As of the TSA’s 2026 pay band update, starting base pay for new officers begins around $34,000, with locality pay adjustments added on top depending on the airport’s region, and additional premiums available for overtime, night shifts, and Sunday work.
Unlike most other entry level travel jobs on this list, TSO positions come with federal benefits, including the Federal Employees Retirement System (FERS) pension, paid federal holidays, and structured step increases, a meaningful trade off for anyone weighing stability against the more variable income found in airline or cruise roles. Openings are posted on USAJOBS.gov and individual airport listings.
Rental Car and Ground Transportation Jobs
Rental car companies like Enterprise, Hertz, and Avis Budget hire entry level customer service and sales associates at airport and neighborhood locations across the country, typically requiring just a valid driver’s license, a high school diploma, and the ability to handle a sales oriented customer interaction. These roles double as feeder positions into structured management trainee programs, with some employees reaching branch management within two to three years.
This category is genuinely underrated by job seekers chasing flashier travel titles, since it offers some of the fastest, most predictable promotion timelines in the entire industry, even though the day to day work (checking in vehicles, processing damage reports, upselling protection plans) sounds less glamorous than flying or cruising.
Remote and Online Travel Jobs
Online travel agencies, hotel chains, and reservation centers hire entry level remote agents who help travelers book trips, modify reservations, and resolve issues entirely from home. Employers like Expedia Group, Booking.com, and major hotel brands’ central reservation departments run these positions, typically requiring a reliable internet connection, a quiet workspace, and basic computer literacy rather than a travel background.
Training for remote roles is virtual and employer paid, and pay is generally comparable to in person customer service work in the same market. One safety rule applies across every legitimate listing in this category: a real employer never asks a candidate to pay for training materials, certification, or equipment up front, so any “remote travel job” requesting payment first should be treated as a likely scam.
Skills That Open Doors in Every Travel Role
Across nearly every entry level travel job, employers prioritize the same handful of soft skills over formal industry credentials: clear communication, the ability to de escalate frustrated customers, reliability around irregular shift schedules, and basic comfort with reservation or point of sale software. None of these require a travel specific background to develop.

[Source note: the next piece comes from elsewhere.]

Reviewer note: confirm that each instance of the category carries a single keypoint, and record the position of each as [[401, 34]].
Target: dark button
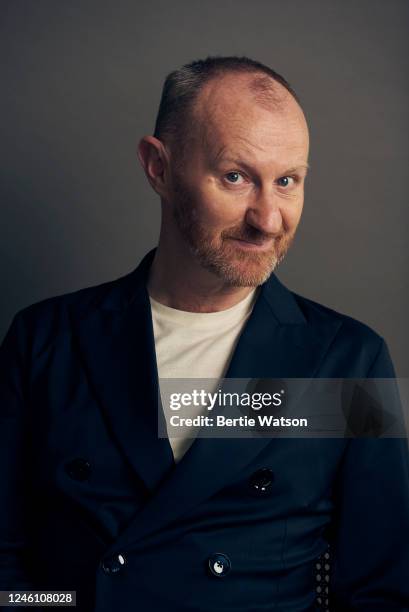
[[219, 564], [114, 564], [78, 469], [261, 482]]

- Customer service experience from retail or food service counts. Hiring managers in airlines, hotels, and cruise lines routinely list this as equivalent experience.
- Bilingual ability is a real differentiator, especially Spanish, in tourist heavy markets such as Miami, Orlando, and San Antonio.
- Flexibility with nights, weekends, and holidays matters more than most applicants expect, since travel never fully pauses.
- Basic tech comfort with booking systems, point of sale terminals, or scheduling apps speeds up onboarding considerably.
- A calm, steady demeanor under pressure is consistently rated by recruiters as more important than prior travel knowledge.
Do You Need a Degree or Certification?
A four year degree is not required for the large majority of entry level travel jobs, since most front line roles cap formal education requirements at a high school diploma or GED. Degrees become relevant mainly for office based, corporate track positions inside travel companies, such as marketing or revenue management.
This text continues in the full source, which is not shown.